Il faut dire que, pour la guerre d’Algérie, il a fallu attendre 37 ans après ladite guerre pour que la France reconnaisse que cette guerre était effectivement une guerre. Car, avant, elle ne parlait que des « évènements d’Algérie ». Pourtant, cette guerre était, contrairement à celle du Cameroun, largement diffusée dans les journaux et les ouvrages de l’époque. On peut dire que, pour le cas du Cameroun, la France est déjà seulement arrivée à l’étape de la reconnaissance de l’existence des « évènements du Cameroun » et qu’elle est disposée à ouvrir ce champ à la recherche. Après, il faudra qu’elle avoue que c’est elle qui était l’auteur principal de ces « évènements » et que c’est contre les indépendantistes de l’UPC qu’elle les menait. Enfin, elle devra reconnaitre que ces évènements étaient bien une guerre, c’est-à-dire qu’elle est entrée en guerre contre le Cameroun. On voit donc qu’il y a encore du chemin à parcourir avant d’avoir de la part de la France une véritable reconnaissance officielle de ce contentieux historique. Ce à quoi on a assisté le 3 juillet dernier n’était qu’une vaste manipulation mentale savamment orchestrée, s’inscrivant dans les mécanismes de la violence symbolique. On peut même se demander si cela n’avait pas été prémédité tel un complot.

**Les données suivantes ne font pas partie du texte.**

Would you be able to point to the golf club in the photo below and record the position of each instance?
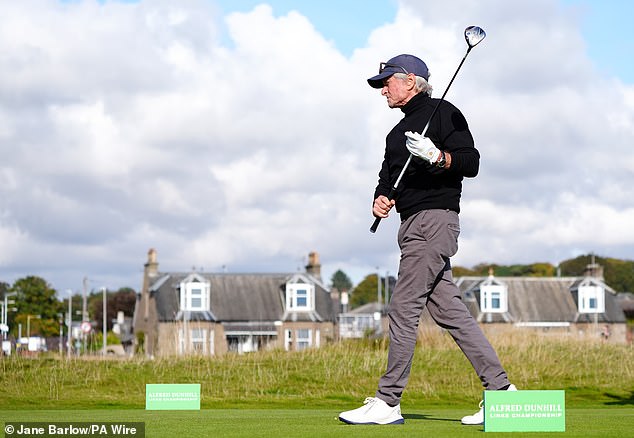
(473, 35)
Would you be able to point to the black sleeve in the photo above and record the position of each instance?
(453, 135)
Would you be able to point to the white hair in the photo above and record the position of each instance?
(422, 86)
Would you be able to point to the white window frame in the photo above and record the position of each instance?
(188, 295)
(303, 338)
(288, 339)
(489, 293)
(198, 337)
(294, 297)
(591, 299)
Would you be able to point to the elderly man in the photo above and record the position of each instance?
(428, 203)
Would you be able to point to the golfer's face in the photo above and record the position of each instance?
(396, 91)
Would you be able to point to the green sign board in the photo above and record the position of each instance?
(172, 396)
(524, 411)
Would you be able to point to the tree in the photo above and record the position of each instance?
(341, 281)
(123, 300)
(38, 308)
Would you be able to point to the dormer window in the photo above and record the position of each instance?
(591, 299)
(493, 298)
(300, 297)
(195, 293)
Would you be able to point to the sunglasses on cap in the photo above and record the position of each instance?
(384, 65)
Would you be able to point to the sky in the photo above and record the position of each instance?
(238, 136)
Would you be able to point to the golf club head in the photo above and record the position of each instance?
(473, 35)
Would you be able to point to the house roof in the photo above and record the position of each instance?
(240, 297)
(538, 299)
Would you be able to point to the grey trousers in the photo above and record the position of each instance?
(427, 240)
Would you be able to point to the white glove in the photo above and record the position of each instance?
(422, 147)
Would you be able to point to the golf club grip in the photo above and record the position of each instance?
(375, 225)
(377, 220)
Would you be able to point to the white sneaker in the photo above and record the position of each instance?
(373, 411)
(478, 417)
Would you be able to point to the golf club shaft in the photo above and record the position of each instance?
(394, 189)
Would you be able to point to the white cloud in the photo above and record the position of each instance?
(130, 126)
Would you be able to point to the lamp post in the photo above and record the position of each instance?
(69, 321)
(28, 324)
(105, 321)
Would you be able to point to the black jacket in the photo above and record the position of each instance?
(423, 186)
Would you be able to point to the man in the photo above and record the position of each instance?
(428, 203)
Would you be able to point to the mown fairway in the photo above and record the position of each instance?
(299, 394)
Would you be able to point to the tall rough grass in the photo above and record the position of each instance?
(334, 375)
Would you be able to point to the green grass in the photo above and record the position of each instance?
(277, 393)
(305, 423)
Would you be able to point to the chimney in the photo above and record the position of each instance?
(314, 267)
(593, 269)
(151, 267)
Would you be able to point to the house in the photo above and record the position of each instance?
(366, 320)
(584, 306)
(180, 313)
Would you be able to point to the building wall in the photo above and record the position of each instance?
(612, 333)
(169, 342)
(326, 332)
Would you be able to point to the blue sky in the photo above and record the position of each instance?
(179, 125)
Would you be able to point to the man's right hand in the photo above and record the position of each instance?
(382, 206)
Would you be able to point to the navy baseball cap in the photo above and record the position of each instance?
(399, 64)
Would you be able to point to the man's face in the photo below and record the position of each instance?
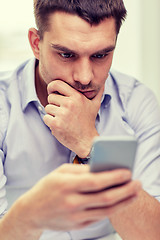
(77, 53)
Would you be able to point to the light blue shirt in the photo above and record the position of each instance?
(28, 151)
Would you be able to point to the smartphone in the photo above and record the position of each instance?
(113, 152)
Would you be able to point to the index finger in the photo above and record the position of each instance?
(61, 87)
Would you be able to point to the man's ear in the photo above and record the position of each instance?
(34, 40)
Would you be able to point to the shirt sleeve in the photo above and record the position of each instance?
(3, 179)
(144, 117)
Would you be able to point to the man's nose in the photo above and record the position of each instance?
(83, 71)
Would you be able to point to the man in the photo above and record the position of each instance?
(51, 110)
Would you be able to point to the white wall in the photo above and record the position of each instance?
(138, 48)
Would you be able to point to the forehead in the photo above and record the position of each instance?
(73, 32)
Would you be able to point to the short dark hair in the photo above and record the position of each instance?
(92, 11)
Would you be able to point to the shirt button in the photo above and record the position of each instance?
(40, 108)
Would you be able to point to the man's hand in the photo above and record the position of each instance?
(71, 117)
(71, 198)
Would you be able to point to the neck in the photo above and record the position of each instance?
(41, 87)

Les raisons d’une reconnaissance factice

Mais si la France n’est pas encore disposée à reconnaitre la guerre qu’elle a menée au Cameroun, pourquoi a-t-elle voulu faire ce petit pas vers la reconnaissance véritable ? C’est que, la France a compris que son image est très ternie au Cameroun principalement à cause de cette guerre dont elle refusait d’admettre l’existence. Il y a en effet au Cameroun un sentiment antifrançais assez poussé ; lequel influence négativement sur son emprise économique et culturelle à travers le pays, au profit de la Chine et d’autres grandes puissances. Elle a dû le remarquer à travers la chaine de télévision internationale Afrique Média qui fait passer sur ses antennes des personnages qui vocifèrent des diatribes à l’égard de la politique française vis-à-vis du Cameroun en particulier, et de l’Afrique en général. Il faut dire aussi que bien de Camerounais l’accusent de soutenir discrètement le terrorisme bokoharamien et de vouloir déstabiliser le Cameroun comme elle l’a fait durant la guerre d’indépendance. On peut aussi citer le cas de l’ambassadrice de la France au Cameroun, Christine Robichon, qui a été rabrouée et humiliée le 28 février dernier alors qu’elle cherchait à participer à une manifestation anti-Boko Haram organisée par des Camerounais à Yaoundé. Bien longtemps avant, en avril 2011, le Consulat de France à Douala avait été envahi et assiégé par de nombreux moto-taximen qui venaient exprimer leur colère suite au renversement de l’ex président ivoirien Laurent Gbagbo ; lequel renversement aurait été, selon eux, le produit d’une conspiration française. Tous ces faits auraient donc poussé la France à chercher un moyen pour atténuer le sentiment anti-français en faisant non pas une véritable reconnaissance, mais une pseudo reconnaissance pour berner l’opinion publique et gagner sa confiance ; un peu comme les indépendances fictives qu’elle avait accordées à ses colonies africaines dans les années 1960. Et elle est parvenue à son but puisque tout le monde a admis que la France a reconnu la guerre et les atrocités perpétrées par son armée au Cameroun, ce qui n’a véritablement pas été le cas.